Looking good!
I've researched this "ESC wires" issue as thoroughly as possible. Trouble is, of course, that you can find reasoned, scientific arguments both ways! However, after weighing all the evidence, my conclusion is to keep battery > ESC short and ESC > motor can be lengthened to suit your frame.
I, too, detest the idea of strapping the ESCs to arms. It looks ugly, plus they're vulnerable to damage and subject to all the vibration that's travelling through that arm. I also don't go with the argument that they need to be cooled by the propwash. If they need that much cooling then they're either under-rated for the job or something else is wrong (like the timing). The best advice I've seen on ESC sizing (by a dealer who has to field warranty claims for burned out ESCs) is to over-spec by 50%, i.e. if eCalc says your full-throttle draw will be 37A, fit 60A ESCs - not 40A units.
Of course the ESCs still need airflow, so certainly don't put them inside a box (which I've seen done). If you do have a minor heat issue and/or want more peace of my mind over their health and longevity, fit each one with one of those miniature fans used on PC motherboards - they weigh just a couple of grams.

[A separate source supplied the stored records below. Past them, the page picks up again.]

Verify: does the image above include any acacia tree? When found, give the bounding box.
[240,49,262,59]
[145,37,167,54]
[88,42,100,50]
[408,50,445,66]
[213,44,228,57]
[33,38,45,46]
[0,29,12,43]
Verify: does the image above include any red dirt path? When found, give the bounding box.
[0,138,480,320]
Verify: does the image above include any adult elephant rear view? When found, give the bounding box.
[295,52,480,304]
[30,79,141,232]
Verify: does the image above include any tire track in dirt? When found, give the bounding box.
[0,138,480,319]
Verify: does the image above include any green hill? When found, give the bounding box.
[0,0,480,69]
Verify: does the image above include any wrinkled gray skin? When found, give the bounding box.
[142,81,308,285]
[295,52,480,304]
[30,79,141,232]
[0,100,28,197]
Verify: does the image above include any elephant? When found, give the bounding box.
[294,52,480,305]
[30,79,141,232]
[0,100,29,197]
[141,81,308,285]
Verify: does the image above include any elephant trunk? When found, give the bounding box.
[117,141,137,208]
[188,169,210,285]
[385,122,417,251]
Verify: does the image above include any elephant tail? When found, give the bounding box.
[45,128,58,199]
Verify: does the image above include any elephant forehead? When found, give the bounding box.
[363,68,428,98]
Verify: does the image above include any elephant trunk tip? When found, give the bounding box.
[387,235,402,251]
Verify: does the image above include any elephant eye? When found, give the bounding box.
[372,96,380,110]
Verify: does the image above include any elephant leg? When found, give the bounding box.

One thing I believe you should NEVER do (on anything but the small fun-flyer types) is use the BEC on the ESC. They're often linear BECs on the cheaper ESCs (which simply drop voltage by using resistance and therefore generating heat), and since you'd only be using the BEC on one out of your 4, 6 or 8 ESCs that ESC will run hotter than the others - not a good design choice. A good quality switching BEC can supply all the necessary low voltage to your FC, Rx, servos, etc.